Assets transfer to non-resident company: reorganisations of share capital etc

Part of Finance (No. 2) Bill – in a Public Bill Committee am 2:15 pm ar 11 Ionawr 2018.

Danfonwch hysbysiad imi am ddadleuon fel hyn

Photo of Peter Dowd Peter Dowd Shadow Chief Secretary to the Treasury 2:15, 11 Ionawr 2018

Clause 27 amends the Taxation of Chargeable Gains Act 1992 to ensure that tax postponed does not become due on the occasion of a subsequent corporate restructuring involving the exchange of shares in an overseas transferee company where the substantial shareholding exemption applies to the share exchange. The Government’s explanation for this change is that the measure removes an unintended tax barrier to commercial restructuring of groups. I will not go into the ins and outs of this, which the helpful explanatory notes set out.

The argument for this change is that currently, companies that use the substantial shareholding exemption can treat the gain or loss on a disposal of shares as exempt from corporation tax on chargeable gains. A by-product of that is that a chargeable gain could be chargeable on a further restructuring of the company, with the old shares of the securities treated as new ones, despite the same corporate group continuing to own them. The new clause seeks to track that unintended change.

Clearly, the Government’s case is that the unintended tax change creates barriers, particularly for financial sector businesses that have traditionally operated through a network of foreign branches and need to restructure, for example to meet changing regulatory requirements in the territories where they conduct their business. That seems perfectly reasonable, but will the Minister give us a few examples, now or in due course?

While we accept the Government’s argument about the unintended consequence of correcting the tax change, we do not necessarily accept the costings put out by the Treasury, which argues that the change would in effect have zero impact on its finances. In our view, there is a lack of information from the Treasury and the OBR about the revenue that the unintended tax change has raised. I press the Minister to, if possible, publish those figures.

That is why we have put forward new clause 11, which would require the Minister to report back to Parliament on the revenue implications, on the impact on the Exchequer and on the restructuring of UK companies’ overseas business.

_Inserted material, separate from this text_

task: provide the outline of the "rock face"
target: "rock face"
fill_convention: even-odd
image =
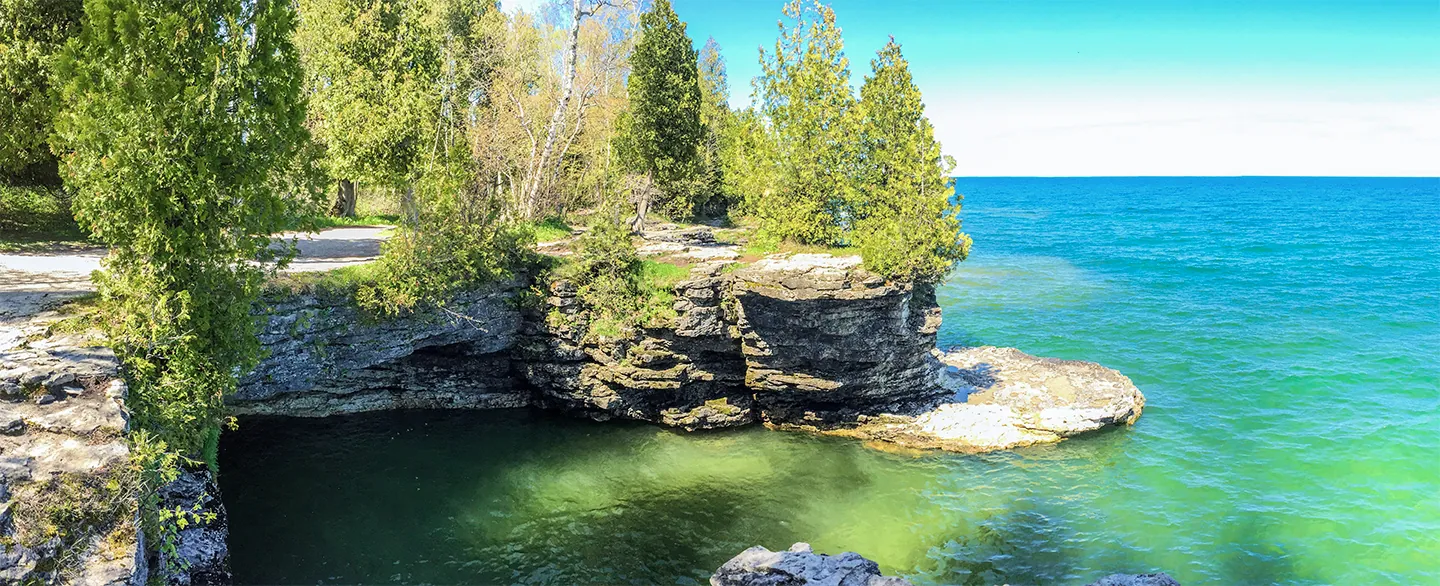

If the Opposition are to accept the Government’s case that the current measures are a barrier to restructuring, leading to lost revenue for UK companies and lost investment in the UK, it is only reasonable that the Minister should produce evidence to that effect.

We are also interested to know whether there are any losses of revenue to the Exchequer. The Minister says they are “negligible”. It is not that I do not accept that; I am just trying to be clear about this. The Minister should explain, if there is a loss of revenue, how that loss will be filled, how much it is, whether he will be clear in keeping tabs on the process—for example, through the review we want—and how the measure will be implemented.